最終ラインの4人と、中盤の底に入った今野と遠藤保仁の6人は、サイドからクロスを入れられても焦らずに真ん中で対応しようと決めていたという。また、ボールをキープされてもその時間は我慢し、冷静にカウンターを狙っていた。それが佐藤晃大の決勝点に結びついた。試合展開はG大阪が劣勢のように見えていたが、実はG大阪の選手たちは浦和の攻撃をいなしつつ、冷静に勝負時を判断していたのである。
自分たちで戦い方を変える“大人のチーム”。
選手が状況を判断して対応するのは、7月のリーグ戦再開後から快進撃を続けるG大阪の「強さ」の要素のひとつであり、もともとG大阪の「伝統」でもある。西野監督時代、遠藤はトップ下や2列目で起用されていたが、チームが機能しない時はボランチの位置に下がるなど、自分たちでポジションを変えてリズムを取り戻すプレーは十八番だった。

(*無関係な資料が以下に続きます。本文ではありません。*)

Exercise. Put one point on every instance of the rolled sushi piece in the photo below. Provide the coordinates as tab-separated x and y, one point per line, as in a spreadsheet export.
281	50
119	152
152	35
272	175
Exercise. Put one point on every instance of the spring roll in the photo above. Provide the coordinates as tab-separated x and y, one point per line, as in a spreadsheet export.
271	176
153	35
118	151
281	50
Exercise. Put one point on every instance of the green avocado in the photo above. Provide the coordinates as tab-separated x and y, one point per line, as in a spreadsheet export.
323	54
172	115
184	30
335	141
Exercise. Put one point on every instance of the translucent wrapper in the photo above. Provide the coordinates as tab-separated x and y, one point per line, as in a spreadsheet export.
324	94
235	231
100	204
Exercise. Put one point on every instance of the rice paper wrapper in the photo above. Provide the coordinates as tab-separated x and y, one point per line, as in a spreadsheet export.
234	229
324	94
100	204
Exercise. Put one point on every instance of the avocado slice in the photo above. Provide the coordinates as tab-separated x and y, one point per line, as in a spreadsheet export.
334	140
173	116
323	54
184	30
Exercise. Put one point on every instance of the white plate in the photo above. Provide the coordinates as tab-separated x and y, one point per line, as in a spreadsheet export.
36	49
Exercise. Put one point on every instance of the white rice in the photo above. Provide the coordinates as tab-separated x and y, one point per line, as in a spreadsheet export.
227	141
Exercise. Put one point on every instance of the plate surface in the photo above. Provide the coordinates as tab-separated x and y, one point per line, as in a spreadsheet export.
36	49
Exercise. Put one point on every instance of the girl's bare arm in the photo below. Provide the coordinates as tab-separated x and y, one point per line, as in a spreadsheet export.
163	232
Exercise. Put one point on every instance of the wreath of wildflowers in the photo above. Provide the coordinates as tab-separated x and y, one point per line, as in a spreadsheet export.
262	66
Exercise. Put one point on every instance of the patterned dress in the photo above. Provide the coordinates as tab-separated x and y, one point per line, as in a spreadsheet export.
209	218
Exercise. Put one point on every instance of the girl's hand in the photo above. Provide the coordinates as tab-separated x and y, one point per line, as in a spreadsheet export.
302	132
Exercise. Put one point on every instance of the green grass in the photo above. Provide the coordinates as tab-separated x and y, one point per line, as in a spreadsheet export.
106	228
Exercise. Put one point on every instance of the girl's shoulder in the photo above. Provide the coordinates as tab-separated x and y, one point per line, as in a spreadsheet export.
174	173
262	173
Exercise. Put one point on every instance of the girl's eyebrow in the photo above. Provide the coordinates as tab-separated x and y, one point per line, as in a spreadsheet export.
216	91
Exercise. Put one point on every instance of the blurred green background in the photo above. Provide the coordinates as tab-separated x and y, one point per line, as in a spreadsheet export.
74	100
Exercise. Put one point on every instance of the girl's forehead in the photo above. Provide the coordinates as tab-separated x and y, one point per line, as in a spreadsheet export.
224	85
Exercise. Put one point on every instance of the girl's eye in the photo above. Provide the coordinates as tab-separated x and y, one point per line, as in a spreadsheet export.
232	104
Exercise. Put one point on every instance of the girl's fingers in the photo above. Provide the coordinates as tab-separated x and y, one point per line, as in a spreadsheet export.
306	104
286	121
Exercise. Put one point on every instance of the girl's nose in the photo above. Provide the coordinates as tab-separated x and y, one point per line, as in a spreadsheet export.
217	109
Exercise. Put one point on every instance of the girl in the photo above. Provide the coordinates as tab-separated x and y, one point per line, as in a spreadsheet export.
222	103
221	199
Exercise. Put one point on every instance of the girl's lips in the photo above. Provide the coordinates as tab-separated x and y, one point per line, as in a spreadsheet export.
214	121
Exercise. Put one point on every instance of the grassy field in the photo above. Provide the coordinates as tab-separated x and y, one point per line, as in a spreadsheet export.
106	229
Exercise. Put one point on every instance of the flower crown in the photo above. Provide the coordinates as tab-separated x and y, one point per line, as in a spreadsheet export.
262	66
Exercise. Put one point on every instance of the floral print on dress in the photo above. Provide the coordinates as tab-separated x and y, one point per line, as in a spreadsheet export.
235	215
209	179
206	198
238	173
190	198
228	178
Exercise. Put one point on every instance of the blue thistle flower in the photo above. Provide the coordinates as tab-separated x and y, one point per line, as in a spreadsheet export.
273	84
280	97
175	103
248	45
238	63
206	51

それが、長谷川監督の下でも徐々にできるようになってきている。浦和戦の2週間前、ナビスコ杯決勝では0-2から試合を引っ繰り返して広島を破った。
この試合でも最初はダイヤモンド型の中盤だったが、遠藤らが監督と話をして後半はボックス型に変更し、2点を奪って逆転優勝を手にした。ベンチからの指示を仰ぐだけではなく、自発的にピッチ内の選手で問題解決をする“大人のチーム”になっている。こういうチームは、簡単には負けない。